Ho vissuto non poco la mia sessualità. Così, più che guardare l’uomo, o solamente il maschio, ormai gli faccio i raggi X. E questo è un bene perche mi evita delle possibili cantonate; e questo è un male perché mi nega la speranza di credere in quello che desidero. Sapete bene, che per amore intendo una corrispondenza di stati. Con i miei sciagurati, ve lo lascio immaginare che tipo di corrispondenza può stare in piedi! Ma non è uno spirito di sfiducia, quello che per primo frena i miei desideri e/o le mie illusioni; è uno spirito di verità.

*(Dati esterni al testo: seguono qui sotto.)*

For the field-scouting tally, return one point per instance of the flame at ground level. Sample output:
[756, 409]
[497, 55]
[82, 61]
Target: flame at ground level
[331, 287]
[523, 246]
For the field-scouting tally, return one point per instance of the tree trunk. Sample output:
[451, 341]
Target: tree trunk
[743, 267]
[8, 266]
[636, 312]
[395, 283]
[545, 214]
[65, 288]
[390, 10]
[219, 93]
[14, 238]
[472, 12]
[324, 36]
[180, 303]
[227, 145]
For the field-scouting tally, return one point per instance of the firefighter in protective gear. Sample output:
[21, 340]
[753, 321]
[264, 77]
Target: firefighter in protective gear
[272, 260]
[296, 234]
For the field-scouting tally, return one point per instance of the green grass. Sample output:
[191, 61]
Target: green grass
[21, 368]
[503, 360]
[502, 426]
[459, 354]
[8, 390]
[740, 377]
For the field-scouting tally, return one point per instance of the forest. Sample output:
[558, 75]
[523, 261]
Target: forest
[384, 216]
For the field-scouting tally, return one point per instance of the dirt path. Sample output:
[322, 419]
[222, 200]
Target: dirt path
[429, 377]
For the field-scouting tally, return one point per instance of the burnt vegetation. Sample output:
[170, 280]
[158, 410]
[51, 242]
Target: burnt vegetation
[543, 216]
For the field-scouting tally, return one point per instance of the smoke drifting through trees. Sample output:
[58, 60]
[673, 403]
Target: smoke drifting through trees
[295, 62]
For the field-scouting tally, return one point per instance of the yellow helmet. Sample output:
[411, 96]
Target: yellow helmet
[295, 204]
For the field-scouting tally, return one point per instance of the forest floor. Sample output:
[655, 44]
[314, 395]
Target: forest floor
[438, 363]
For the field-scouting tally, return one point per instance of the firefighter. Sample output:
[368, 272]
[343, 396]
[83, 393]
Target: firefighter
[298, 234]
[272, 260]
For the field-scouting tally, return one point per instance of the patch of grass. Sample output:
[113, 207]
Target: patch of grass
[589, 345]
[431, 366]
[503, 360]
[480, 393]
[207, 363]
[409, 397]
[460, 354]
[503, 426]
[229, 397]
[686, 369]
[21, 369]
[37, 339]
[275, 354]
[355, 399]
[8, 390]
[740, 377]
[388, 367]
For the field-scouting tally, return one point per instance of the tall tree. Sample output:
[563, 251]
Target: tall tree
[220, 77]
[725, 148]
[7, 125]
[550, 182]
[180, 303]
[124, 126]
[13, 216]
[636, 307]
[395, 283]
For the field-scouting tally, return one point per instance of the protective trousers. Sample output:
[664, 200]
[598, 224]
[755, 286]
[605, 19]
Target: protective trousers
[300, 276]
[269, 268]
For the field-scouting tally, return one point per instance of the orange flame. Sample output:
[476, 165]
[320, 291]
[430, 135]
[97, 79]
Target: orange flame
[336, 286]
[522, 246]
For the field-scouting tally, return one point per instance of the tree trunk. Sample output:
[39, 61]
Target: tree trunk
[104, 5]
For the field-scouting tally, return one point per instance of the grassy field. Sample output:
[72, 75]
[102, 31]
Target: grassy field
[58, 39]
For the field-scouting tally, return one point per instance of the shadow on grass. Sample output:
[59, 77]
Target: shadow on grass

Non vi dico quanto comprovata.

Ultimamente avevo un paio di amanti fissi. Vuoi per i motivi appena detti, vuoi perché mi hanno rotto le palle al punto che ho indicato loro la porta! (Sbaglia la giovinezza che crede di potersi permette di essere stronza con l’amante maggiore!] Sto vivendo così, un momento di astinenza. Nulla di grave. Tanto più, perché favorita dall’ovvio calo della mia vitalità. La vecchiaia non sempre è un guaio!

C’è astinenza dal piacere verso il corpo, e c’è astinenza dal piacere verso la mente, ma la vita non può stare in astinenza verso ambedue, così, dove la mente è in astinenza da piacere, la compensa il corpo e dove è astinente il corpo, lo compensa la mente. Se accostabile il parallelo, si può anche pensare, allora, che la chiesa costringe i preti al celibato, appunto per costringere la loro mente a compensare il loro corpo con quel putativo piacere. Liberi da quella castrazione, quanto, il sacerdote o la suora, saprebbero porre il loro pensiero religioso (con quanto d’impegni che ci gira attorno) prima di un piacere sessuale, che li porterebbe a vivere la loro vita, (omosessuale o eterossessuale che sia) forse prima di quella della missione? Mah! Prevedendo e negando quella possibilità, la chiesa èstata saggia? Dove vi è dolore da mancato equilibrio fra piacere naturale e dovere sacerdotale direi proprio di no! Che dovrebbe fare la chiesa per essere veramente saggia? Secondo me, proibire il matrimonio, ma accettare la diversa scelta. Forse si ritroverà con meno preti. Forse si ritroverà con preti meno sofferenti. Forse si ritroverà con meno truccati. Forse si ritroverà con più Uomini e più Donne. Forse, si ritroverà.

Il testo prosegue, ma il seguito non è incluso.